Boushra Almutawakel, ‘Untitled 3’, 2011Si une partie de l’Égypte n’a guère envie d’évoluer sur cette question – un projet de loi pour baisser l’âge légal du mariage d’une mineure de 18 à 16 ans est toujours en discussion comme le rappelle aujourd’hui même le quotidien Al-Hayat –, sur les réseaux sociaux, l’affaire est entendue. La jeunesse égyptienne s’est mobilisée pour protester contre cette ingérence dans les affaires tunisiennes, et contre cette instrumentalisation politique de la religion (article du site Al-Arab online).

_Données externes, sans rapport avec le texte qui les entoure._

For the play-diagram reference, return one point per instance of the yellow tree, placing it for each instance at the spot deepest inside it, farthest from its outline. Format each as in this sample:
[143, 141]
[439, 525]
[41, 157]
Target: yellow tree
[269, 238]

« L’Égypte n’est pas la Tunisie » (مصر ليست تونس) répètent à l’envi partisans et adversaires de la réforme légale tunisienne, soit pour s’offusquer du manque de rigueur religieuse des Tunisiens, soit pour s’opposer à l’ingérence des autorités religieuses égyptiennes au-delà des frontières de leur pays. Cette phrase, on l’a beaucoup entendue durant les soulèvements de l’année 2011, lorsque le régime de Moubarak n’avait pas encore perdu tout contrôle sur la situation. L’avenir n’est pas écrit mais, en ces temps où les bonnes nouvelles sont rares dans la région, on se réjouit de voir que les jeunesses tunisienne et égyptienne (et arabe) se retrouvent sur de nouveaux enjeux. Sans doute, les soulèvements de l’année 2011 se sont-ils terminés de la manière que l’on sait, mais leurs causes n’ont pas disparu, comme en témoignent les évolutions sociétales sur le statut des femmes.

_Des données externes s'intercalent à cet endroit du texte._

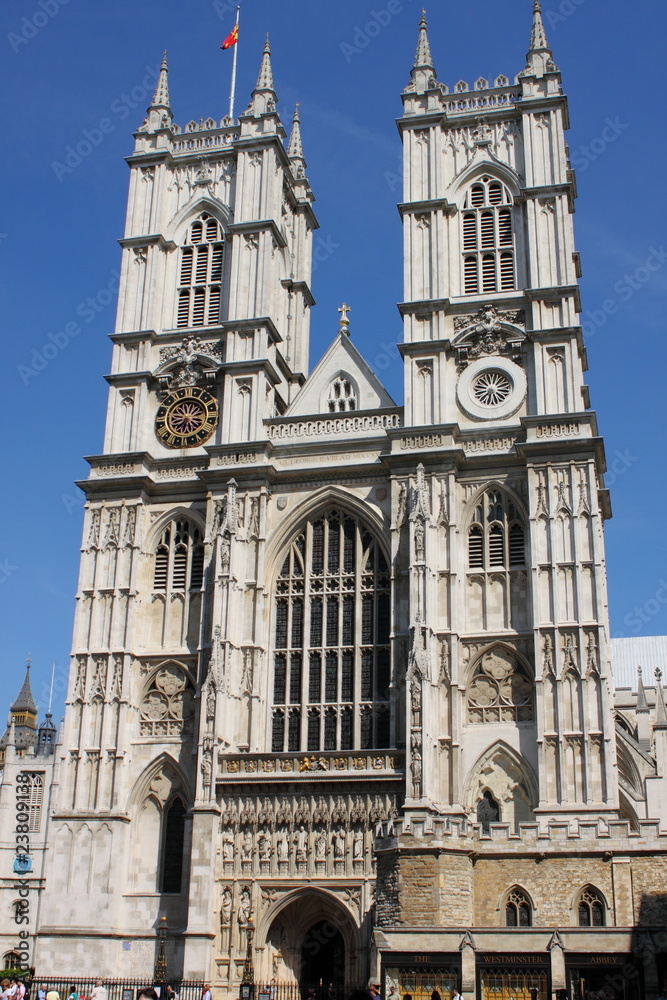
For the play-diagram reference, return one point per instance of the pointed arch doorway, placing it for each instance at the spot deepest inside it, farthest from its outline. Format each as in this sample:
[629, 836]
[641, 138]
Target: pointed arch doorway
[313, 943]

Trop lentes, sans doute, trop incomplètes, mais bien réelles tout de même, notamment grâce au courage de certaines militantes. L’article mentionné au début de ce billet évoquait également, en autres signes positifs, la sortie de prison, à la fin du mois de juillet de Maryam al-Oteibi (مريم العتيبي). Après plus de cent jours de détention (et des soutiens locaux et internationaux), la jeune Saoudienne a gagné son combat contre la tutelle masculine imposée aux femmes de son pays : pour la première fois dans l’histoire du « Royaume des hommes » comme on le surnomme parfois en arabe, une femme a été libérée sans avoir pour garant une présence masculine. Presque une révolution en somme !
Maitha Demithan, ‘Mother’, 2017Les photos de ce billet sont tirées d’une exposition collective d’artistes arabes (femmes) qui s’est tenue à Amman sous le titre I AM.